Thanksgiving Around the World
Did you know the American holiday of Thanksgiving has roots dating back to the 1600s when colonists held a harvest feast with local natives? Over the years, a variety of customs and traditions have evolved. Most of us associate the American holiday of Thanksgiving with a time for families and friends to come together, turkey centerpieces, parades with our favorite cartoons as giant balloons, football, volunteering, and giving thanks. It’s a time of reflection for families, and a time of giving for communities. But what about the rest of the world? Ever wonder how they celebrate Thanksgiving?
Canadians were first to the dinner table. They started celebrating the holiday of Thanksgiving nearly 40 years before Americans as a way for early settlers to celebrate and give thanks for a successful harvest. They, too, indulge in similar foods including pumpkin pie, stuffing, sweet potatoes, and more. What’s interesting, however, is that Thanksgiving is held in October is not recognized as a public holiday in every province. We can all agree they’re sadly missing out.
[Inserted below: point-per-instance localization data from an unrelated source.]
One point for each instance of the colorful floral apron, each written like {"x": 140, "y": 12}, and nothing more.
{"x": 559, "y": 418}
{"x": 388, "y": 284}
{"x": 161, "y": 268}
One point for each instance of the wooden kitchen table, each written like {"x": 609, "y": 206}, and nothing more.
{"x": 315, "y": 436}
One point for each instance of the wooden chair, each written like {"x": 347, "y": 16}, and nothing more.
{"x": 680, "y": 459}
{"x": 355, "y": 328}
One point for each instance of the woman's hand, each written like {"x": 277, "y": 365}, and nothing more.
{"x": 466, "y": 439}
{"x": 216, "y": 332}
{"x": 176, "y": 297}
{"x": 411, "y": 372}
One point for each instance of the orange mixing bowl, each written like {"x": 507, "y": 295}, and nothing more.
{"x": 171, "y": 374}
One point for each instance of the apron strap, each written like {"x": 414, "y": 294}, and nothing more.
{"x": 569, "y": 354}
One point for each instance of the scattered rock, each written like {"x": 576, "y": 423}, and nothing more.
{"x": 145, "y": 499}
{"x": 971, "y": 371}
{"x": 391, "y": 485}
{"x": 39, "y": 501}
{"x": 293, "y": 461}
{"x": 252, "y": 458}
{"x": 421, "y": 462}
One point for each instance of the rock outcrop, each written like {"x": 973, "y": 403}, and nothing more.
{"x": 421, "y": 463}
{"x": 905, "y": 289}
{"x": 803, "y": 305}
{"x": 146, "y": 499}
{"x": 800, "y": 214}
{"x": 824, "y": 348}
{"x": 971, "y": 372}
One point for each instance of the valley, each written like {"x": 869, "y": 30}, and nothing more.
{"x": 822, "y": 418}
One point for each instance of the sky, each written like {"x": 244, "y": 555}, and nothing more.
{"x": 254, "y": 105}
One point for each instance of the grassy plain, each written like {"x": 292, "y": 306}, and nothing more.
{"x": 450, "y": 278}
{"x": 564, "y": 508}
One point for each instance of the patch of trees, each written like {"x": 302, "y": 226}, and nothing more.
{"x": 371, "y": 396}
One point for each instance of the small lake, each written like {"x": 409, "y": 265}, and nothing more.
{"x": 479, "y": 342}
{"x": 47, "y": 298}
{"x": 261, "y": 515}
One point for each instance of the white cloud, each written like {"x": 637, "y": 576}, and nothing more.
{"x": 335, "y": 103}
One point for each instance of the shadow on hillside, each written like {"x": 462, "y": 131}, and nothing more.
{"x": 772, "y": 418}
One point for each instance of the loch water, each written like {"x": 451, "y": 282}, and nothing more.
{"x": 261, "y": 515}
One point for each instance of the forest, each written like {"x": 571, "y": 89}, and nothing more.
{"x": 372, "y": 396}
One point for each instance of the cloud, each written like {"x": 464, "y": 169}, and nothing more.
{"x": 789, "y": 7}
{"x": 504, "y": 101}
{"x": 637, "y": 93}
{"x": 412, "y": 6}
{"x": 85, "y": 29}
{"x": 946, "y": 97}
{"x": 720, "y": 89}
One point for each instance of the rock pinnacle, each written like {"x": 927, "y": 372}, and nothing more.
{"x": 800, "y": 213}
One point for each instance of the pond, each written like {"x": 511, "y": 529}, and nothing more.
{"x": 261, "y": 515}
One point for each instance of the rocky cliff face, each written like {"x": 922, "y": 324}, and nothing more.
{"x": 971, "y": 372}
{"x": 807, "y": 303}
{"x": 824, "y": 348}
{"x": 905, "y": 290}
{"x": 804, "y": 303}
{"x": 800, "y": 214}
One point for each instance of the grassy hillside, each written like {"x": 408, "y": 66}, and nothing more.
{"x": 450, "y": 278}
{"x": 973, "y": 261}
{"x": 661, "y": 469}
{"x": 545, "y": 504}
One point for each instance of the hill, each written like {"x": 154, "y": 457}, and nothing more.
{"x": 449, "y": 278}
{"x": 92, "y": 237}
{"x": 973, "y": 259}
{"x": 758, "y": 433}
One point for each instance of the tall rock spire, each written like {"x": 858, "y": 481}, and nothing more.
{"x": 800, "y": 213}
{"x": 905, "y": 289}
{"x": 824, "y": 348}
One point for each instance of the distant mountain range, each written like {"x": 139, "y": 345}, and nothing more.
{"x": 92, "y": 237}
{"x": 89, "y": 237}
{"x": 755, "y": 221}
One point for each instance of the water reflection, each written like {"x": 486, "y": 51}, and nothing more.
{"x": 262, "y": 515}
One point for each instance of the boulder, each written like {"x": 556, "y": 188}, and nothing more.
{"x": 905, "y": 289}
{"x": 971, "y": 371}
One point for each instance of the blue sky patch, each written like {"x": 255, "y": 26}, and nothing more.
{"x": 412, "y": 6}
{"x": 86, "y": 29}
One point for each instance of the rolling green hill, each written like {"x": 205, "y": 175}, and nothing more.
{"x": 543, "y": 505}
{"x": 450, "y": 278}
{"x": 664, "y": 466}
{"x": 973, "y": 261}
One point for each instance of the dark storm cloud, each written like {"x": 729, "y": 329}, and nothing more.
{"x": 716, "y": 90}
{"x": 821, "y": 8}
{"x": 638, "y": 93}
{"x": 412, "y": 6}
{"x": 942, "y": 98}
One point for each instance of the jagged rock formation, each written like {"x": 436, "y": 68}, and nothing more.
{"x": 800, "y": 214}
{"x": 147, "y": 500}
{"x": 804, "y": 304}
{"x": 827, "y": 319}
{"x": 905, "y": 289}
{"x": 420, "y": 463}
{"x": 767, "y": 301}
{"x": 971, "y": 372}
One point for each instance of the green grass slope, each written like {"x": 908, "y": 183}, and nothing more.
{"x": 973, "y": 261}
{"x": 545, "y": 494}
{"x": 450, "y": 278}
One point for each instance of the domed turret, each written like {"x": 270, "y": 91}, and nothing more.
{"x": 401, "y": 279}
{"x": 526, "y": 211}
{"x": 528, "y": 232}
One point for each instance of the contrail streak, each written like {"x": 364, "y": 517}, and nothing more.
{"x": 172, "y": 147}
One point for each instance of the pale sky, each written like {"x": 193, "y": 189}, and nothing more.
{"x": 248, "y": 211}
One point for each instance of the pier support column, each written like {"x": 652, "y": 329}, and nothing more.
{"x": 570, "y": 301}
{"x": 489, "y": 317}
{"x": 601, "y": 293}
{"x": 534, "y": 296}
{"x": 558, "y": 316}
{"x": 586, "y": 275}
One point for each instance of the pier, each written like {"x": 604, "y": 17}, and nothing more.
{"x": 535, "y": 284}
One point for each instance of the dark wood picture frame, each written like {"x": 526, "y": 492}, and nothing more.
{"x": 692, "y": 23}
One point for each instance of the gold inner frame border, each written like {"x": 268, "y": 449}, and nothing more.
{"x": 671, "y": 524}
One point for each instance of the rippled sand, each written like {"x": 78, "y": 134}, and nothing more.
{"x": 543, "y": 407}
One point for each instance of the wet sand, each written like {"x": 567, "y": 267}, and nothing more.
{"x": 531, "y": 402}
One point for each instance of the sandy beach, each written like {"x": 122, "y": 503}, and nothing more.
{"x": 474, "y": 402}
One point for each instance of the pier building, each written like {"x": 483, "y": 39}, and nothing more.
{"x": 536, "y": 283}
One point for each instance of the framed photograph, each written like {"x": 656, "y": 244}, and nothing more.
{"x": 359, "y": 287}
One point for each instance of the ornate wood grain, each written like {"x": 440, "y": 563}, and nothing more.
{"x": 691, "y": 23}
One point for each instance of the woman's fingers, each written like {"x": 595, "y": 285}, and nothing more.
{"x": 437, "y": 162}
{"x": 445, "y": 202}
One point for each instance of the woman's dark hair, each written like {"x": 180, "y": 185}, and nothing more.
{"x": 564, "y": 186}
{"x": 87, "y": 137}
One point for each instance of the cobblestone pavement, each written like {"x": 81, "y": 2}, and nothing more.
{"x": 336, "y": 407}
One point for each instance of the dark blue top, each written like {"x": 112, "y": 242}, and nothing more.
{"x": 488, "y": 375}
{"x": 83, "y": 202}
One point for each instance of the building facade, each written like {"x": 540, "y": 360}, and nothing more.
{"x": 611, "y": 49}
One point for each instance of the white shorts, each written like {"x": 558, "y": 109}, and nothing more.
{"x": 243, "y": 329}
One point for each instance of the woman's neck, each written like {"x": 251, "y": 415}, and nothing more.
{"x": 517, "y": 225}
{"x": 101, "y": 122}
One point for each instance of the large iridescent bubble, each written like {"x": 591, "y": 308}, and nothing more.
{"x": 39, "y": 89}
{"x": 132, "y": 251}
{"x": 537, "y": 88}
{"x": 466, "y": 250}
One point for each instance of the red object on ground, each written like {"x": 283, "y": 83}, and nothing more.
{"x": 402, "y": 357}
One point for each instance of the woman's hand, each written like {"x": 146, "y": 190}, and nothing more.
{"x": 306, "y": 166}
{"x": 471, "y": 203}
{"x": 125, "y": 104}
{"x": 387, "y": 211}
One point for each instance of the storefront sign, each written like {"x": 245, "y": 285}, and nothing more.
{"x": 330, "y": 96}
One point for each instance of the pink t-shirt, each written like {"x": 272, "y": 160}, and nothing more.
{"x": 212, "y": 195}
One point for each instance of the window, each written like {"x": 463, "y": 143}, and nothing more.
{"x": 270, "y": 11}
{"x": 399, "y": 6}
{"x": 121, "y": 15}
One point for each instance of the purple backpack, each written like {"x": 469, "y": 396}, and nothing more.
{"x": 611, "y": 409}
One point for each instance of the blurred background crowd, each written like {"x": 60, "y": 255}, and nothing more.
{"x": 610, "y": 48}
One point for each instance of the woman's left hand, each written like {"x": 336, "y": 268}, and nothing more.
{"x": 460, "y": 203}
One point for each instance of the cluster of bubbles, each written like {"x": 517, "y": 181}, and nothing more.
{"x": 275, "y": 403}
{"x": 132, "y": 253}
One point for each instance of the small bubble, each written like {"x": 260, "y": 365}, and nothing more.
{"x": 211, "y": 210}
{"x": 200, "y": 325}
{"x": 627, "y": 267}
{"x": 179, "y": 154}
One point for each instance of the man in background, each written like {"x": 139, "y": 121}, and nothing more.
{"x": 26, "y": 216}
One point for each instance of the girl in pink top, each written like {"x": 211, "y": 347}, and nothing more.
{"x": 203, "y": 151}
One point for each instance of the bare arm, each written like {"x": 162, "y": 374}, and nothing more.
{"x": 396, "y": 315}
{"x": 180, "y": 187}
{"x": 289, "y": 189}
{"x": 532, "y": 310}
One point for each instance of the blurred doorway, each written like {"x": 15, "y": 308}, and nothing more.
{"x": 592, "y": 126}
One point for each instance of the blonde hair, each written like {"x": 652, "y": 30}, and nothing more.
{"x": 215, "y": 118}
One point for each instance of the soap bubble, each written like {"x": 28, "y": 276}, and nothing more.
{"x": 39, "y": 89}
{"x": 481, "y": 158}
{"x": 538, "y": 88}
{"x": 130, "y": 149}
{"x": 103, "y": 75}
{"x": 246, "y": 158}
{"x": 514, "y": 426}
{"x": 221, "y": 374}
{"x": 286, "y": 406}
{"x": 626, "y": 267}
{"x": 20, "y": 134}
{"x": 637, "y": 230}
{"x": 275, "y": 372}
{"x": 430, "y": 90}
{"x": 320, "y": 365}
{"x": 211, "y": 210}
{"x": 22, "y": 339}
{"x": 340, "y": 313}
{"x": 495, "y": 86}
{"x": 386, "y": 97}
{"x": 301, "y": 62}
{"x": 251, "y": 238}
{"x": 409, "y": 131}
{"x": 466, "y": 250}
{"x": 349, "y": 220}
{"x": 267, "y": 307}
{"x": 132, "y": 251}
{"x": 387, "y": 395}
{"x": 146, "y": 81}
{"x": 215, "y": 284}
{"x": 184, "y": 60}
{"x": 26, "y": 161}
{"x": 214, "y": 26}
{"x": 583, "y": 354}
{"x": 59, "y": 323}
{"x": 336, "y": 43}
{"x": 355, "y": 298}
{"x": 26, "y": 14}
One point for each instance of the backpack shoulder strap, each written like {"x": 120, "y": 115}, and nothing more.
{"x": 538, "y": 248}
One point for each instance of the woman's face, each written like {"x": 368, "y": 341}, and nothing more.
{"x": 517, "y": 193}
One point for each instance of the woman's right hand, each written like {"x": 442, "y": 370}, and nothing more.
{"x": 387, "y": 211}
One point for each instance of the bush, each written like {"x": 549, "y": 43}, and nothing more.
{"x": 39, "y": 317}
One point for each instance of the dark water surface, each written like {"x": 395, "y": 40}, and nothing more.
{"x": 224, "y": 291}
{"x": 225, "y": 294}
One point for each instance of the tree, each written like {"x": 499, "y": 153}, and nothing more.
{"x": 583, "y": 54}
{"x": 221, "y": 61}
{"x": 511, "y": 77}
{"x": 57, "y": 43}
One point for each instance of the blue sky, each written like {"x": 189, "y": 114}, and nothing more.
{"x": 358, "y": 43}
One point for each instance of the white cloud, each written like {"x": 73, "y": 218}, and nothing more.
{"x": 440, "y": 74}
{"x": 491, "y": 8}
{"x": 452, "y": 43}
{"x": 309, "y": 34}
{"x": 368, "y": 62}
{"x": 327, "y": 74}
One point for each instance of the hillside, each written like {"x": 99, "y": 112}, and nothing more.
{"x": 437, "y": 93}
What’s Thanksgiving without a turkey? That’s right, while turkey is the favorite bird among Americans for the holiday, Germans tend to celebrate with chicken, geese, roosters, and the like. Similar to Canada, Germany celebrates during the month of October. Unlike Canada, Germany’s harvest festival is known as Erntedankfest and is typically marked by fireworks, parades, music, and dancing. Sounds like a party!
Did someone say “cake?” China’s celebration, known as the Mid-Autumn Festival, doesn’t include pumpkin pie, but instead, moon cake. That’s probably because the Chinese typically celebrate the holiday in late September or early October, when the moon is most full and bright. Their holiday’s roots can be traced back more than 2,500 years as an expression of gratitude for seasons changing and the beginning of the fall harvest.
These are just a few countries outside the U.S. that celebrate their own version Thanksgiving. There are several others out there that also celebrate with similar traditions. What’s common among most, if not all, is that Thanksgiving is a time for appreciation and gratitude. Although from different backgrounds, environments, life stages, and even different parts of the world, we all have something to be thankful for this year.
Here at TECALEMIT, we are genuinely thankful. We’re humbled by those of you have chosen to join forces with us this past year and we’re thankful for the opportunity to build upon our existing partnerships. 2017 has been a great year thus far and we look forward to what 2018 will bring for all of us!
Happy Thanksgiving from the TECALEMIT team!